I follow all the “rules” for preventing insomnia, with one exception. If you have insomnia, it’s often suggested that you not sleep where you can see a clock. Theoretically it prevents you from counting the minutes, focusing on how long you’ve been awake or how long until you have to wake up. But for me? It drives me INSANE not to know what time it is when I wake up. And if I can’t see a clock I will lay in bed ASSUMING I need to be up any minute waking myself up more and more until I track down a clock and find out what time it actually is. (Generally not anywhere close to time that I need to be up.) When I wake up (even in the middle of the night) it’s like a light switch being flipped. I am asleep and then I’m NOT. There’s no gradual coming to consciousness, it’s just BOOM. Eyes open, awake. Which means I canNOT rely how sleepy I feel to know if I should be going back to sleep or not. Hence the need for a clock.

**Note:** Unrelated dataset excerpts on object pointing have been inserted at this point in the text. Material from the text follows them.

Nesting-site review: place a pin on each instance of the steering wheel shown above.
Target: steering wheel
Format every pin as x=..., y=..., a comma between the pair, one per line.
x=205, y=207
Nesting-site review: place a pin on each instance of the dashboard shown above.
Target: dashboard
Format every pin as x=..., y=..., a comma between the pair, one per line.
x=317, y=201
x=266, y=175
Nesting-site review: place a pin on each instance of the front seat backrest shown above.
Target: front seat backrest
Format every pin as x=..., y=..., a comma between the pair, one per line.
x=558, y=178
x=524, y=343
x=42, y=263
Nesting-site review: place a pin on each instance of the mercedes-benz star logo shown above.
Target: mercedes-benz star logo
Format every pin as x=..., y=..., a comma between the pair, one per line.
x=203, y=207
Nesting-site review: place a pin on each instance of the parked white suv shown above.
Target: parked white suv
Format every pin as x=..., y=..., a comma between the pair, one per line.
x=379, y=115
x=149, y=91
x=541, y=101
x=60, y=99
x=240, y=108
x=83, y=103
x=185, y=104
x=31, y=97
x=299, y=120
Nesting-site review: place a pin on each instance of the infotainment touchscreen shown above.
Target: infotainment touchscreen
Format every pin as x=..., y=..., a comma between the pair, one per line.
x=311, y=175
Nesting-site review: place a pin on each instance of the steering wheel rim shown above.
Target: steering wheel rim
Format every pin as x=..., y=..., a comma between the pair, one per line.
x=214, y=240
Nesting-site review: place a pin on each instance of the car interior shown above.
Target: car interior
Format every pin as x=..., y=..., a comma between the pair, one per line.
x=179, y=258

Anyway, I’m not sure I have a point here except that insomnia sucks and I really wish I could get a good night’s sleep.

Troubles with sleep

Today’s fact: (I think I talked about this when I wrote about the Sie Center, but here it is again.) There are 3 types of Down syndrome: Nondisjunction is the most common (about 95% of cases) which is a 3rd copy of the chromosome in every cell. (This is what Daniel has.)
Mosaicism (about 1-2%) happens when only some of the cells have the extra 3rd copy.
Translocation (about 2-3%) happens when the long arm of chromosome 21 is attached to another chromosome. (This is the only kind of Down syndrome that can be inherited.)

Oh sleep. There’s always something going on with it. This time it’s Will. Will is having trouble sleeping. In particular, he only wants to sleep with his door open and the hall light on. For a few nights he was fine as long as his door was open and the light was on when he went to sleep, but the last couple nights he’s woken up in the middle of the night and wanted the light back on. I remember Kalena going through this phase, but she was older, and our solution was to put a touch lamp in her room. (I’m pretty sure I wrote about that.) That worked well for quite a long time, but eventually she started getting up in the middle of the night to turn the light back on, and it started doing more harm than good so we had to take it away. However, Will is still in a crib, so a lamp wouldn’t work anyway.

So my questions to you are: Did your kids go through this phase? Do you have some awesome nightlight that you want to recommend? He has a nightlight right now, but apparently it’s not bright enough. Also, I’m pretty sure wanting the door open isn’t just for the light, so maybe a nightlight isn’t the solution anyway. Suggestions?